Я отворачиваюсь от Штерна, не хочу, чтобы он видел текст моей следующей эсэмэски: «Оставь для меня открытой дверь вестибюля Города призраков. Думаю, я на обратном пути где-то потеряла мой бюстгальтер».
Я смотрю на экран мобильника, стоя спиной к Штерну. Остин вновь отвечает практически мгновенно: «Конечно. Нет проблем».
Желудок трепыхается. Я поворачиваюсь. Штерн смотрит на меня.
– Ну? – спрашивает он.
– Можно ехать.
– Кому ты отсылала эсэмэски?
– Остину Морсу, – отвечаю я. Он пронзает меня взглядом, и я отворачиваюсь, чувствуя себя вываленной в грязи, виноватой.
Захожу в большой стенной шкаф, меняю обрезанные шорты и футболку на мягкое хлопчатобумажное черное платье, надеваю туфли без каблука на резиновой подошве.
– Ты думаешь, это хорошая идея?
Я поворачиваюсь к нему.
– Если ты не можешь усилием воли протащить меня сквозь стену, тогда других вариантов у нас нет. – Я бросаю в сумочку мобильник, набираю полную грудь воздуха. – Мы докопаемся до истины, Лукас.
Он грустно улыбается. Я уже много лет не называла его по имени. Никто не называл, за исключением родителей. Но каким-то образом истинное имя возвращает его в реальность. И на мгновение мы оба становимся теми, кем были всегда – Оливией и Лукасом. Он – мой Лукас. Я – его Оливия. Мы застываем, глядя друг на друга.
Затем жужжит мой мобильник, и чары рушатся. Я читаю эсэмэску Остина: «Открыта». Такую короткую.
Подхожу к Штерну, пытаюсь прикоснуться губами к его холодной щеке. Не получается. Воздух идет рябью, не позволяя перекинуть мостик от живой к мертвому.
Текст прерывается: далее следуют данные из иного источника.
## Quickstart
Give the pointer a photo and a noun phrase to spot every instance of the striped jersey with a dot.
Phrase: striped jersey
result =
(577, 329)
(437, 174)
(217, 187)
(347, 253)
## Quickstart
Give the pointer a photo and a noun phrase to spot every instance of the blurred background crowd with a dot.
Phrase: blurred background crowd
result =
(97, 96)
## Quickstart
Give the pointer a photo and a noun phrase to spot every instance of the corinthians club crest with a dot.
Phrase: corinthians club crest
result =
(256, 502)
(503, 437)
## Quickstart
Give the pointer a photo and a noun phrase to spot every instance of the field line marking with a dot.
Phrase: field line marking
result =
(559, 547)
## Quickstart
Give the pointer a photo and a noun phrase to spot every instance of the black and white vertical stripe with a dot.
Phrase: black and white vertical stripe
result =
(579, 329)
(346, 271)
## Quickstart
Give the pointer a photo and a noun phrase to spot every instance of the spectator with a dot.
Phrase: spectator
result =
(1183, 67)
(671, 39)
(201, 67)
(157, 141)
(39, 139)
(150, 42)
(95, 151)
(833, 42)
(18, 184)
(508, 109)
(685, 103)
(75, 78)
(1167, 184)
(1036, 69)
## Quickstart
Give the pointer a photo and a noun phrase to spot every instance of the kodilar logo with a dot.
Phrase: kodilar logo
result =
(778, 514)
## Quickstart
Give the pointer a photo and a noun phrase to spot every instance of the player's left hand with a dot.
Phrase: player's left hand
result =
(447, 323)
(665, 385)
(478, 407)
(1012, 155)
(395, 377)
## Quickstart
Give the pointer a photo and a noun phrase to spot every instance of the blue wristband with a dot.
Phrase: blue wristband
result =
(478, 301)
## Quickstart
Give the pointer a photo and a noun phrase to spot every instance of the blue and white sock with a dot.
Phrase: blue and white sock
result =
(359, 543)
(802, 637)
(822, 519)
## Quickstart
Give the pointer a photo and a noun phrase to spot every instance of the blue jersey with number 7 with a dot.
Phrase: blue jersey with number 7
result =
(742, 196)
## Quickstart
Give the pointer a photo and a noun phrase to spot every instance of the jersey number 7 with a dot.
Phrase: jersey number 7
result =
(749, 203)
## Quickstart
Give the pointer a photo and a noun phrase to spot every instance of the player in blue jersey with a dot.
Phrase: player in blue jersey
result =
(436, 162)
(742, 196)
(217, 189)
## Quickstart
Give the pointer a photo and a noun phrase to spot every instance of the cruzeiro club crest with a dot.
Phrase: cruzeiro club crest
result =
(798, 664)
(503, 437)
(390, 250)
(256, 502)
Не могу я прикоснуться к нему, но, может, оно и к лучшему.
Он идет к входной двери, мы бесшумно выскальзываем из дома, закрываем дверь за собой.
Я запрыгиваю на велосипед, Штерн устраивается позади меня.
По пути он дрожит, прижимаясь к моей спине. Но для меня его затянувшееся присутствие сродни чуду. Раз он здесь – не все потеряно, шансы вызволить маму из тюрьмы еще есть.
Четыре дня. Как же хочется, чтобы она оказалась на свободе уже сейчас, могла гулять под этими деревьями с толстыми стволами, глубоко пустившими корни в землю. Ветерок обдает меня густым ароматом плюмерии.
Скоро все изменится. Она дала мне жизнь, а теперь я спасу ее. Изменю все к лучшему.
Штерн как-то держится, зацепился за этот мир. Мы не разговариваем. Я сильнее кручу педали, пот струится по лицу, соль на губах, языке. Болит живот, там словно стучит второе сердце, стучит за нее. Позволяет мне крутить педали быстрее, чем всегда. Пальмы проскакивают мимо. С серыми стволами и кронами, из земли торчат корни баньянов, ветер прижимает к земле дикий шалфей.
Скоро справа высится громада Города призраков, и я сворачиваю на подъездную дорожку. Спрыгиваю с велосипеда. Странная тишина пугает меня. Я медленно качу велосипед через лужайку к парадному входу. Дверь открыта, как и обещал Остин.